0244 サンヨーワイヤレスを複数で聞くには



 ブルートゥース系であるサンヨーワイヤレスは送信機と受信機が一組になっていて、世間一般のワイヤレスマイクのように周波数が同じならば何人でも同じように聞こえるものと思いこんでいる人はガッカリします。事実なんとかならないかと随分アチコチから言われました。それで頭を絞ってなんとかしてみたので御披露しましょう。

 どうても必要な物が二つあります。写真を御覧下さい。真ん中のが受信機です。出力端子から平たいプラグアダプターが出ていて左右にコードが分かれています。これは俗にステレオ用と言われているコードです、一本はワイヤレスマイクに付属していますからもう一本準備する必要があります。写真では短くスマートなのを作っていますが市販されている1mもある長いのでも一向に構いません。

 プラグアダプターは「ステレオからモノラル2本が枝分かれするタイプ」ならどこのメーカーのものでも結構です。LとRのマークが入っていますから「ステレオからステレオへ」と見違えることはないでしょう。

 図で現わせば説明が楽なのですが勘弁してください。写真に写っていないもう一台の送信機(ワイヤレスマイク)があって、そこから音声電波が出ていることを想像してください。
 その送信機と写真の真ん中に写っている受信機(レシーバー)はペアなのです。マイクから出た電波はこのレシーバーだけが受けることができます。同じ部屋の中に何台同じタイプのレシーバーがあろうと音として聞けるのはこの一台だけです。

 さて、この音声信号はステレオで発信されているのでプラグアダプターによって二つのモノラル信号に分けます。片方にイアホンを挿し込めば健聴者なら音が聞こえますが難聴者の耳には無理でしょう。それで左隣の[なんでもソラ]の「外部入力」端子に導いています。ソラで増幅して聞くのです。

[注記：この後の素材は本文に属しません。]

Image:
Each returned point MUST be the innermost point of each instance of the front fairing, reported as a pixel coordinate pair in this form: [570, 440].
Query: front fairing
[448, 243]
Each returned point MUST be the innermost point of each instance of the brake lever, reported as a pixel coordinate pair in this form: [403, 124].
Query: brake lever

 枝分かれしたもう一本のコードは右側のワイヤレスマイクと繋がっています。こうすると同じ音声信号がチャンネルが変わった別の電波として飛び出します。離れた位置からこのマイク(送信機)とペアになっているレシーバー(受信機)で聞けば第二の聴き取りができます。これが一人の話し手からの音声を複数で聞く原理です。

 サンヨーワイヤレスは必ずマイクとレシーバーがペアになって売られていますから、これまで書いた方法で次々と芋蔓式に繋いでいけば多数の人がそれぞれに違う周波数で聞き取れるわけです。
 そんなにうまいこといくかと思われるかも知れませんが、私の手元にはこのサンヨーの他に実験用として3組のブルートゥースがあって、それで試した結果ですから大丈夫。皆さんもやってみて下さい。マイク同士を1m以内に近づけないことだけ用心してください。